Le second groupe situé sur le croisillon Est se compose d’un évêque (est-ce Julien ?) et d’une Vierge à l’enfant n’offre pas la même qualité. L’évêque a une attitude raidie, se rapprochant de celle observée sur les gisants de l’époque comme le fait remarquer A.Mussat. La vierge manque de sveltesse, tout en livrant finesse dans le rendu des vêtements.

Le troisième groupe, regroupe trois types de personnages (2 évêques, 3 diacres et une Vierge) disposés autour de la tour, montre une cohérence stylistique indéniable.
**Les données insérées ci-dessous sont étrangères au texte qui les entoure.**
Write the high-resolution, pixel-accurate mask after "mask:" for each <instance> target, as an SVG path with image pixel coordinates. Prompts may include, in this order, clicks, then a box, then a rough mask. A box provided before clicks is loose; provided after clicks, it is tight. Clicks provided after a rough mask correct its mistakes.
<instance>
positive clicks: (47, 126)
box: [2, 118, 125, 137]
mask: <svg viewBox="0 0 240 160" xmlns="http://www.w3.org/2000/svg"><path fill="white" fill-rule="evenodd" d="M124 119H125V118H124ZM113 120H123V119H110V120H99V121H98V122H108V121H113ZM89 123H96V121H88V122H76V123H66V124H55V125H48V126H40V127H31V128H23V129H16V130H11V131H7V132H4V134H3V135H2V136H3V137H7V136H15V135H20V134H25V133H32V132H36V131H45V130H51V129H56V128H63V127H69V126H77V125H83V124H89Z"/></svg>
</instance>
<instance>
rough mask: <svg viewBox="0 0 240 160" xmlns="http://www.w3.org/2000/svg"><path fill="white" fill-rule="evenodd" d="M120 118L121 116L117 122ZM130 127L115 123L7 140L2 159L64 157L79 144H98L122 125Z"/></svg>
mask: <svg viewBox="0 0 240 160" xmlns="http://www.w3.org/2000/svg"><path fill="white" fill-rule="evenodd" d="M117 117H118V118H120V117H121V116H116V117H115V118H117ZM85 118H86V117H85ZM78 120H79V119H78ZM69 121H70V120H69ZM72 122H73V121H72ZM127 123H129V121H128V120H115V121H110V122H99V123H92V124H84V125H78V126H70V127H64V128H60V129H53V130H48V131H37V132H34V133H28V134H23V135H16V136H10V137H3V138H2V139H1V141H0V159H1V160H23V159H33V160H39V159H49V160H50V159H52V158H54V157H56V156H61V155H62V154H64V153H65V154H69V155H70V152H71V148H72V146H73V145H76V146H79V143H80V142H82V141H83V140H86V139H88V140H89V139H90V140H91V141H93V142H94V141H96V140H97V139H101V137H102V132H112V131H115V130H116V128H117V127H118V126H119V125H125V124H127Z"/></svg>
On y retrouve encadrement de même type, une statuaire de même gabarit, dans une position raide, au rendu des vêtements toujours identiques.

Sources :

A.Ledru, La cathédrale du Mans, construction du croisillon méridional, P.M., 1921, p.40.

André Mussat : La cathédrale du Mans, édit. Berger-Levrault, 1981.

Michel Bouttier : La cathédrale du Mans, édit. La Reinette, janvier 2000.